Avec Mélanie Lemay, Ariane Litalien et Linda Vaillancourt, victime d’inceste dans l’enfance, elle a créé le groupe Québec contre les violences sexuelles. Comme elle, ses consœurs ont été écorchées par la réaction des autorités vers lesquelles elles se sont tournées pour dénoncer ces actes. Avec elle, elles participeront vendredi à une conférence de presse servant à exiger, entre autres choses, la création de normes provinciales concernant la réponse des institutions postsecondaires aux plaintes de violence sexuelle.
« Nous voulons que le gouvernement agisse, a déclaré Kimberley Marin. Nous voulons responsabiliser les institutions d’enseignement sur les violences sexuelles et créer une norme globale pour tout le monde. Créer des normes provinciales. »
Pour atteindre les normes qu’elles réclament, les quatre femmes suggèrent notamment l’imposition de mesures de prévention de la violence sexuelle dans les établissements, la mise en place de mesures favorisant la dénonciation de la violence sexuelle à l’intérieur et à l’extérieur des murs, la formation annuelle des élus de l’Assemblée nationale et des membres des conseils d’administration des établissements postsecondaires québécoises et la mise en place d’une campagne de sensibilisation du grand public.
Des balises strictes… à venir
Au cabinet de la ministre de l’Enseignement supérieur, l’attaché de presse Thierry Bélair a rappelé qu’Hélène David était décidée à « changer les mentalités ». Après des rencontres avec les associations étudiantes et les recteurs, la semaine dernière, la ministre s’apprête à discuter avec la Fédération des cégeps. La ministre, qui a rejeté l’idée de créer une loi pour lutter contre la violence sexuelle, a jusqu’ici dévoilé son intention d’imposer des balises nationales strictes aux activités d’initiation.

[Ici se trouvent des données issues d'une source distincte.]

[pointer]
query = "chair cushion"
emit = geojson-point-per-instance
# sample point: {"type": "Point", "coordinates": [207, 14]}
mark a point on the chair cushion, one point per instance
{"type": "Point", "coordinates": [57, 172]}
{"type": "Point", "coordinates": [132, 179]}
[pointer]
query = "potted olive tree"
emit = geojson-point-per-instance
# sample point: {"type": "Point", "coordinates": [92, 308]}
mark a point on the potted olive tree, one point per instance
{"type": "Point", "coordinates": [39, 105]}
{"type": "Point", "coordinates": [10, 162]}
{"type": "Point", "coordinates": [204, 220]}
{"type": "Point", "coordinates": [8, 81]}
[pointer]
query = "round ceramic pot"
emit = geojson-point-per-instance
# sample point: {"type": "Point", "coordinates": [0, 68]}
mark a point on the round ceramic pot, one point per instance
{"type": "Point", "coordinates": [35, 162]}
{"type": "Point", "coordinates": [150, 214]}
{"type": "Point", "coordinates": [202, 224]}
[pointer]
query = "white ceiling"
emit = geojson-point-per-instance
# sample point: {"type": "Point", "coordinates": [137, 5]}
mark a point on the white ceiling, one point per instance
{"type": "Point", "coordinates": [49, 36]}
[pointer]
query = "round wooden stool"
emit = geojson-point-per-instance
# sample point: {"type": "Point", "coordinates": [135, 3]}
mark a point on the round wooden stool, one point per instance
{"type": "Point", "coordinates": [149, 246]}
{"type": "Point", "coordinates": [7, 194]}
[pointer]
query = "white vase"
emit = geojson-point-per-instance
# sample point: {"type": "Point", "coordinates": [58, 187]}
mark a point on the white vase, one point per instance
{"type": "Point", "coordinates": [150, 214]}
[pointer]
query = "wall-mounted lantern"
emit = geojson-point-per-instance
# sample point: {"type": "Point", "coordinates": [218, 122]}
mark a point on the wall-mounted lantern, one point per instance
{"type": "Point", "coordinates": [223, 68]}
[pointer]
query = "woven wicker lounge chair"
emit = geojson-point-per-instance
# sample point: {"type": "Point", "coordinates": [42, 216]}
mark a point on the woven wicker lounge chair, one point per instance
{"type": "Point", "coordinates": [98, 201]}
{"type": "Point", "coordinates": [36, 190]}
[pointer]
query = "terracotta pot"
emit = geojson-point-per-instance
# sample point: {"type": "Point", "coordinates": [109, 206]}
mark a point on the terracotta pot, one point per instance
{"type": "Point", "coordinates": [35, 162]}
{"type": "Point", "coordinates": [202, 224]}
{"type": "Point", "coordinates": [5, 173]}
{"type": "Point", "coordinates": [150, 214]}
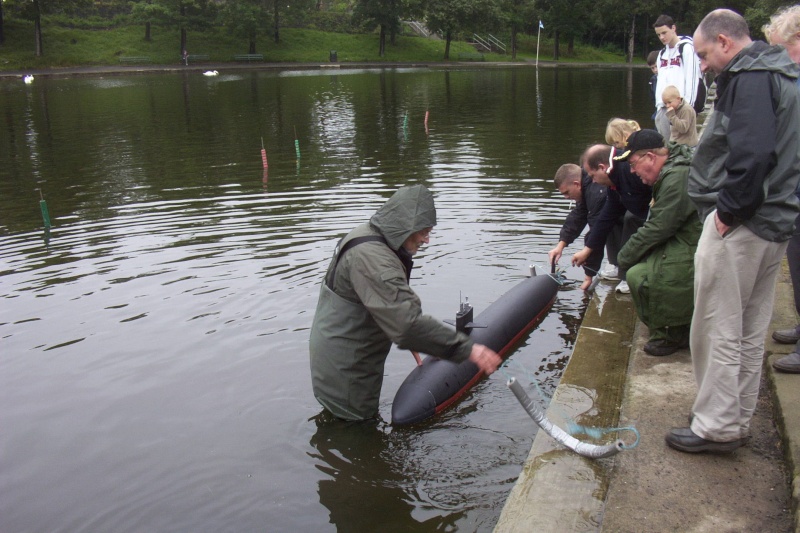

« Commencer par les initiations, c’est beau. Mais c’est sûr que, pendant le reste de l’année, pendant les partys, les activités parascolaires, ça se passe aussi », a réagi Kimberley Marin.
Au Regroupement québécois des Centres d’aide et de lutte contre les agressions à caractère sexuel (CALACS), la coordonnatrice Nathalie Duhamel se réjouit de voir des jeunes femmes prendre les devants, dans un contexte où l’action gouvernementale tarde à venir. « Ça fait trois ans qu’on attend la stratégie gouvernementale en violence sexuelle », a-t-elle rappelé. Entre-temps, sous l’impulsion de mouvements comme #AgressionNonDénoncée, en 2014, les femmes se font entendre sur le terrain et sur les médias sociaux. Dans les CALACS, les files d’attente pour les services s’allongent depuis deux ans. « Il y a sûrement un effet d’entraînement, de voir ces jeunes-là qui n’acceptent pas ces situations et qui les dénoncent », a observé Mme Duhamel.
Et la police?

Les courriels qu’a échangés Kimberley Marin avec la sergente détective du Service de police de la Ville de Montréal qui devait entendre sa version des faits se sont finalement révélés vains. L’étudiante, dont la plainte a été retenue par l’ETS, n’a pas réussi à rencontrer la policière affectée à son dossier. Elle n’a eu aucun appel ni courriel depuis le mois de juillet. « Je ne sais même pas si ma plainte [progresse], a-t-elle laissé tomber. C’est comme ça quand la police traite les plaintes des jeunes femmes », a-t-elle ajouté, avant de préciser qu’elle s’était finalement résignée à contacter le Comité de déontologie policière.